Review: The Endellion String Quartet: Beethoven Cycle
The Endellion String Quartet, in its final season at West Road Concert Hall, continued its journey through the complete string quartets of Beethoven on Wednesday evening (February 26).
First to be performed was the Quartet in C minor Op. 18 No. 4. The only Opus 18 quartet in the minor key has an earnest and determined commencement with, at one point, a lovely melodic intervention from the cello and the first violin responding to some strenuous strokes from the other three instruments.
The second movement, Andante Scherzoso, has a fugal beginning and is upbeat and busy. The swaying Menuetto which follows it gives way to an Allegretto with lively exchanges among the instruments before it speeds towards a capriciously playful ending.
Although billed in the programme as the first to be performed, the Endellions had decided to make the F minor Quartet op. 95 (Serioso) second on their programme. No reason was given for this change, but the Quartetto Serioso is a chronologically later piece by more than a decade.
There was a dynamic opening, then a melodious interval with, again and again, pacey interruptions from all four instruments together. It was as though the lyrical impulse made repeated efforts to prevail but was never allowed to get going.
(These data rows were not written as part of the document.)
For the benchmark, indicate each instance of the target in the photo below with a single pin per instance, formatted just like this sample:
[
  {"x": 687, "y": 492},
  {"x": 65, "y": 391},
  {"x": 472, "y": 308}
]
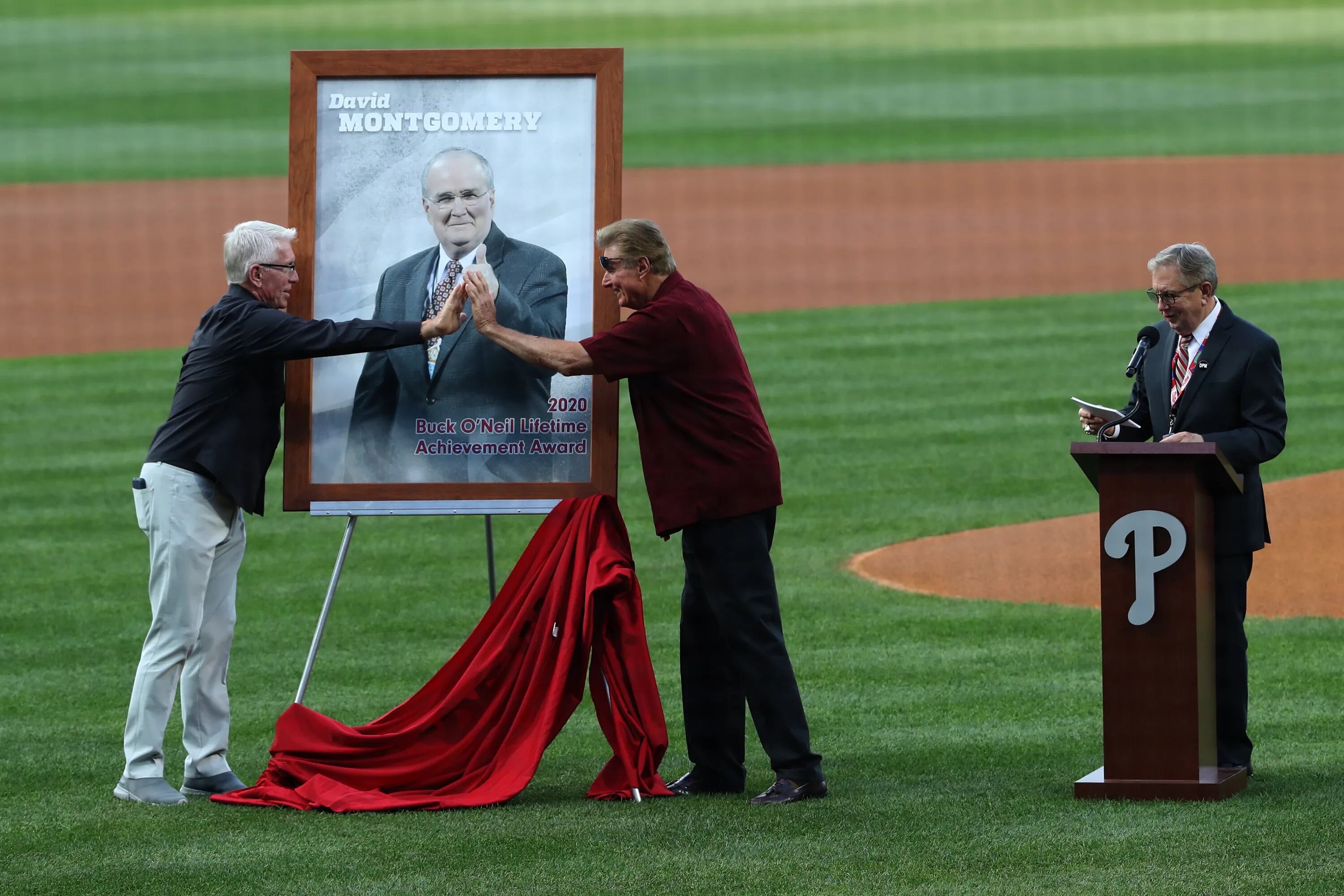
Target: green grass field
[
  {"x": 952, "y": 730},
  {"x": 199, "y": 88}
]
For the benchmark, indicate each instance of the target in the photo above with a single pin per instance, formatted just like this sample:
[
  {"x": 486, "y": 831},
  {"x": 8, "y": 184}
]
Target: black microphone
[{"x": 1147, "y": 339}]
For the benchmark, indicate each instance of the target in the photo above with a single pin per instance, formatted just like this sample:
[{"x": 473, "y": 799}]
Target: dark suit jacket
[
  {"x": 1234, "y": 398},
  {"x": 474, "y": 378},
  {"x": 225, "y": 418}
]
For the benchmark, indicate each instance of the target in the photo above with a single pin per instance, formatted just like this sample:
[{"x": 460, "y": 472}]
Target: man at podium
[{"x": 1214, "y": 378}]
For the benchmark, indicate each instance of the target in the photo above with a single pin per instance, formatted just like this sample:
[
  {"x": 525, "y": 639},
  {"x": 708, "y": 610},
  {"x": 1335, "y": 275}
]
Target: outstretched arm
[{"x": 570, "y": 359}]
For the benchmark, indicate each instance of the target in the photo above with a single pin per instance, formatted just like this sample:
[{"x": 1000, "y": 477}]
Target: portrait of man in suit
[
  {"x": 1214, "y": 378},
  {"x": 464, "y": 375}
]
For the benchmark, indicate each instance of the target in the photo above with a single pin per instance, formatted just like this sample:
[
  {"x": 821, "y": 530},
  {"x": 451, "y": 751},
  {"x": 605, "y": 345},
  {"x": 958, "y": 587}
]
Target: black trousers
[
  {"x": 733, "y": 655},
  {"x": 1230, "y": 575}
]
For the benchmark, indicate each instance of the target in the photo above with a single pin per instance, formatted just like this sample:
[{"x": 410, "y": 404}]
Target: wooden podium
[{"x": 1158, "y": 620}]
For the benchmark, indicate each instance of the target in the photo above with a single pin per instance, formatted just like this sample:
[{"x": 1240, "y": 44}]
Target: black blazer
[
  {"x": 225, "y": 417},
  {"x": 1234, "y": 398},
  {"x": 474, "y": 378}
]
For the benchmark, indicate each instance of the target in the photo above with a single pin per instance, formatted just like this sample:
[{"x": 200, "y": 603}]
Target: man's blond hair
[{"x": 635, "y": 238}]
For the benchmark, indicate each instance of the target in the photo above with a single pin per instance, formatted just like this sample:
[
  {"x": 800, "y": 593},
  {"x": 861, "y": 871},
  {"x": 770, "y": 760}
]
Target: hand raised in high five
[
  {"x": 483, "y": 300},
  {"x": 487, "y": 272},
  {"x": 448, "y": 320}
]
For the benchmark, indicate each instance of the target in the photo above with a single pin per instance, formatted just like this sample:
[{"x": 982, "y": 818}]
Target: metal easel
[{"x": 355, "y": 509}]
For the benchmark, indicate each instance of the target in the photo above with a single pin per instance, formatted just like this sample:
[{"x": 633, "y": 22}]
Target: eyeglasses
[
  {"x": 468, "y": 197},
  {"x": 1170, "y": 297}
]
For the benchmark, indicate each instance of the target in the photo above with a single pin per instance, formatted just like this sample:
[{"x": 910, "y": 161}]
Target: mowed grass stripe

A soulful cello opened the second movement, followed by the other three instruments in similar vein. The tempo accelerated into a fugal piece with the cello’s opening melody again taken up before all subsided into quietness.
A surprising and vigorous start (designed almost to make you jump after the previous movement’s conclusion) heralded exchanges among all four instruments, and was succeeded by a reflective opening to the final movement - a lilting melody where, as in the first, through the intrusions of some passionate bowing it was never enabled to develop.
After the interval came the lengthy Quartet in F Op. 59 No. 1, situated in composition between the previous two being performed and one of the Razumovsky quartets, so named for the Russian ambassador in Vienna, who had stipulated the inclusion of a Russian folk tune in the Opus 59 works.
The purposive first movement opens with a beautiful and well-known melody on the cello, and contains at one point a passage inspired perhaps by the pealing of bells (a very Russian touch) with all the instruments chasing each other in a descending scale. There is a similar moment in the second movement of the F minor where a descending pizzicato scale on solo cello recalls the ringing of bells.
The slightly uneasy-making staccato chattering of instruments among themselves in the second movement is succeeded by an infinitely sad and deeply affecting slow movement, where again the pizzicato cello as background for the music of the other three seems to be marking the inevitable passage of time.
However, the quartet does not sustain this mood. The final complex movement succeeds with brightness and optimism, perhaps unexpected in the light of what precedes it, but nevertheless very definitely there.
As ever, the Endellion String Quartet put their customary gold seal on all three performances as they took us one stage further into our understanding of the incredible genius of Beethoven’s music.